Normally when a study ends because of evidence that a vaccine is working, the participants who got dummy shots are offered the real thing.
But if FDA allows emergency use of a COVID-19 vaccine and participants in the placebo group are immediately offered the real shot, researchers may not be able to get answers about a long list of remaining questions, the agency’s advisers warned.
Among the concerns: It may not be clear if the first vaccines prevent people from spreading the coronavirus or just from getting seriously ill. They so far haven’t been studied in pregnant women, and tests are just beginning in certain children.
And with multiple shots in the pipeline — made with different technologies that each have pros and cons — the first approved may not be the best. Yet if the public perceives one vaccine works, they may be reluctant to help test another.
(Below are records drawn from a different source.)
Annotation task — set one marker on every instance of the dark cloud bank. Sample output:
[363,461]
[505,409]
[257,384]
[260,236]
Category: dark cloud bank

Dr. James Hildreth, president of Meharry Medical College, worried that putting out a vaccine that’s been inadequately tested in African Americans will only increase distrust.
“That would be a total disaster,” agreed fellow adviser Dr. Luigi Notarangelo of the National Institutes of Health.
FDA acknowledged it will be hard to ensure that full testing is finished once emergency vaccinations begin.
“Once a decision is made to unblind an ongoing placebo-controlled trial, that decision cannot be walked back and that controlled follow-up is lost forever,” Fink said. Asked how to avoid losing that crucial information, he acknowledged: “I don’t have any specific remedies to offer at this time.”
It’s an unprecedented dilemma. The FDA has previously allowed emergency use of only one vaccine, a decades-old shot that in 2005 was authorized to prevent anthrax poisoning.
WHAT ABOUT LONG-TERM SAFETY MONITORING?
Even a study of 30,000 people cannot spot a side effect that only strikes 1 in 100,000. So the government is planning extra scrutiny of every COVID-19 vaccine to hit the market.
At first there will be limited doses given to just certain high-risk people — and those early recipients are to get text messages daily for the first week after vaccination, and then weekly out to six weeks, asking how they’re feeling.
FDA also will be checking databases of electronic health records and insurance claims, looking for any red flags.